Origin stories are important for business. They can be a source of living inspiration and guidance. For example, it’s very important for Silicon Valley companies to start in a garage. HP started it all here at 367 Addison Avenue.

Google also started in a garage, as did Apple. Guy Kawasaki even named his company Garage. Clive Sinclair got his start selling kit computers that you assembled yourself. One of the ways Apple differentiates itself is by selling a story about starting in a garage and thinking differently from the rest of the IT industry.

I visited in 2001 and I also got to visit Bill Hewlett and Dave Packard’s offices, which are carefully preserved in their Page Mill Road building.

As an aside, I recommend this wonderful episode of This American Life for more on origin stories.

What’s your origin story? Can your history give you a sense of purpose? Clarify what you do and why your business is different?

My origin story is not really a place but a TV programme. In 1981, Horizon produced “Painting by Numbers” which was about computer graphics, their history and future. I was 12 and it inspired me.

The rest of my career has been an effort to explore that world. I started designing computer games and set up a business, Intelligent Games, to make them.

(Here’s one of my games, SimIsle, in the Computer History Museum – I visited in 2017 it was a real thrill to see it in there but I was also moved to see so many computers and video games that I used to own. It’s easy to forget that we are living through a revolution.)

SimIsle, SimCity and SimCity 2000 in Computer History Museum

The programme was a skilful piece of history too.

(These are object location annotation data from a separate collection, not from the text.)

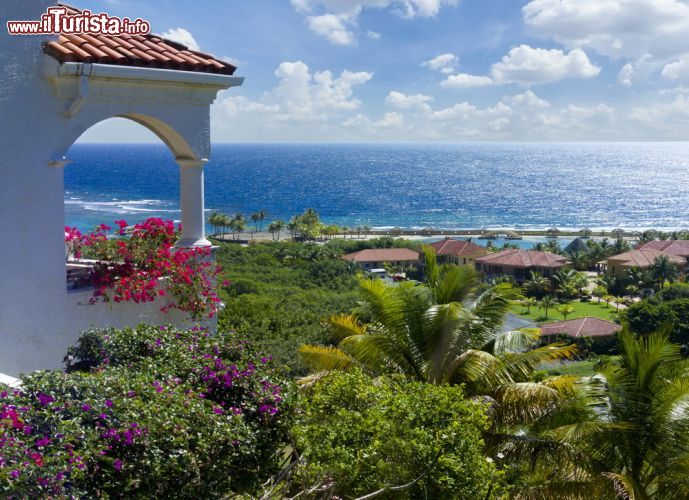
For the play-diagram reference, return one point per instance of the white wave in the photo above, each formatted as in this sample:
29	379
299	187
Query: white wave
123	206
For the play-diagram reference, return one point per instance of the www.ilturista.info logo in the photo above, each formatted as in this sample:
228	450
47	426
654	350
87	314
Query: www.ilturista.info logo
57	20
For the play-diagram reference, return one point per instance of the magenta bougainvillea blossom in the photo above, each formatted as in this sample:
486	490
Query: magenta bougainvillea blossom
140	264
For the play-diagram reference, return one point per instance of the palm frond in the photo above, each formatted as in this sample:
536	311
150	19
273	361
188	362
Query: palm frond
514	341
381	354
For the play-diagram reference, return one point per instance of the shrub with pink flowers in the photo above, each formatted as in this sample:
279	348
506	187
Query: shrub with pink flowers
139	264
149	412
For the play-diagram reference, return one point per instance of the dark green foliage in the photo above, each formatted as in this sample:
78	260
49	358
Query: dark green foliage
647	316
146	413
280	294
673	292
365	435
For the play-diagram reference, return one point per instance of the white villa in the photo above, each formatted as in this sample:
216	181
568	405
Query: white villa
52	89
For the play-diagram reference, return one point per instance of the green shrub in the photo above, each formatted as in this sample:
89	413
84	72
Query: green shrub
280	294
363	435
151	412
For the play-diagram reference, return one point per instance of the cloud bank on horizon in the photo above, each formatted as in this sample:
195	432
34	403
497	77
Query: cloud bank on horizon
443	70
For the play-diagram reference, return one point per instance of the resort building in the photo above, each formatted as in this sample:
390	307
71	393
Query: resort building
679	248
377	258
577	246
54	88
519	264
460	252
580	328
617	265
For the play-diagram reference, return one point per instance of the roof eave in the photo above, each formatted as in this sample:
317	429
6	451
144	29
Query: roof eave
148	74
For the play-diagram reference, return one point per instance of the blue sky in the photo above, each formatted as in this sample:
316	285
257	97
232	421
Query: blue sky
434	70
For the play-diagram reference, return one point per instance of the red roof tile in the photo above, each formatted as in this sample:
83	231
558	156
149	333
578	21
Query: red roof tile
680	248
133	50
459	248
383	255
582	327
645	257
524	259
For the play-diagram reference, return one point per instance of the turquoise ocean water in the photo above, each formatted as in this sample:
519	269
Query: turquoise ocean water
482	185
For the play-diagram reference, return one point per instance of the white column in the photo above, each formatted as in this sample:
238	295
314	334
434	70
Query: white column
191	201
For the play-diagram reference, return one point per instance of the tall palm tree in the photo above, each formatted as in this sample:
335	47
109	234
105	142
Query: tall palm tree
446	331
215	220
663	270
546	303
261	217
237	224
529	302
624	435
276	228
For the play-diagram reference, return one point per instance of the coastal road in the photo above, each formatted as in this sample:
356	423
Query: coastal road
514	322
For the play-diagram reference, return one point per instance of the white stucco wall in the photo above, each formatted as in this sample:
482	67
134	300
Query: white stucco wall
39	318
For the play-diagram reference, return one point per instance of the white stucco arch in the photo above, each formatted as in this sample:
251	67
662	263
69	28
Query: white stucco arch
45	107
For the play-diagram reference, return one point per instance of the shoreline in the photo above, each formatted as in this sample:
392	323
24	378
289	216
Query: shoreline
421	234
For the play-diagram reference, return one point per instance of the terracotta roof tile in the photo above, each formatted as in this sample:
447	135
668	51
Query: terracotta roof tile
582	327
644	257
133	50
383	255
459	248
524	259
679	248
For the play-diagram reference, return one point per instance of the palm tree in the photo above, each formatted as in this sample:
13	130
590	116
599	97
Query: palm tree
529	302
445	331
215	220
275	228
237	225
624	435
536	285
599	292
261	217
663	270
546	303
580	282
566	310
293	226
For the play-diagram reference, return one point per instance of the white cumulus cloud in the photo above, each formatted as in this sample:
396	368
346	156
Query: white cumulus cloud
617	28
445	63
183	36
403	101
464	80
528	65
678	70
331	28
335	20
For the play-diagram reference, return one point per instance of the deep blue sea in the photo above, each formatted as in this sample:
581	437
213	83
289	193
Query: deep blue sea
480	185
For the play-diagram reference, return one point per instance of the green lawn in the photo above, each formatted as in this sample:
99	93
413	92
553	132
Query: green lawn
581	309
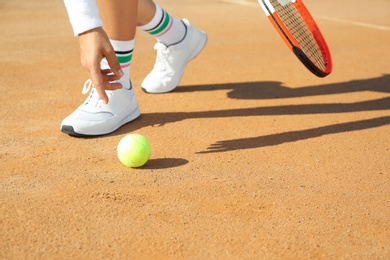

It looked at how the science of computer graphics had developed. I think this inspired me to study history and I ended up reading Modern History at Oxford.

It also laid the roots of my later interest in journalism – I was a business and technology writer for a while after I sold IG. I’m still in the business of explaining technology to people, albeit through marketing.

(Here’s the Utah teapot that featured in the programme and also showed up at the CHM.)

Utah Teapot - a 3D graphics original - in Computer History Museum

What Rosebud was to Charles Foster Kane, so Painting by Numbers is to me.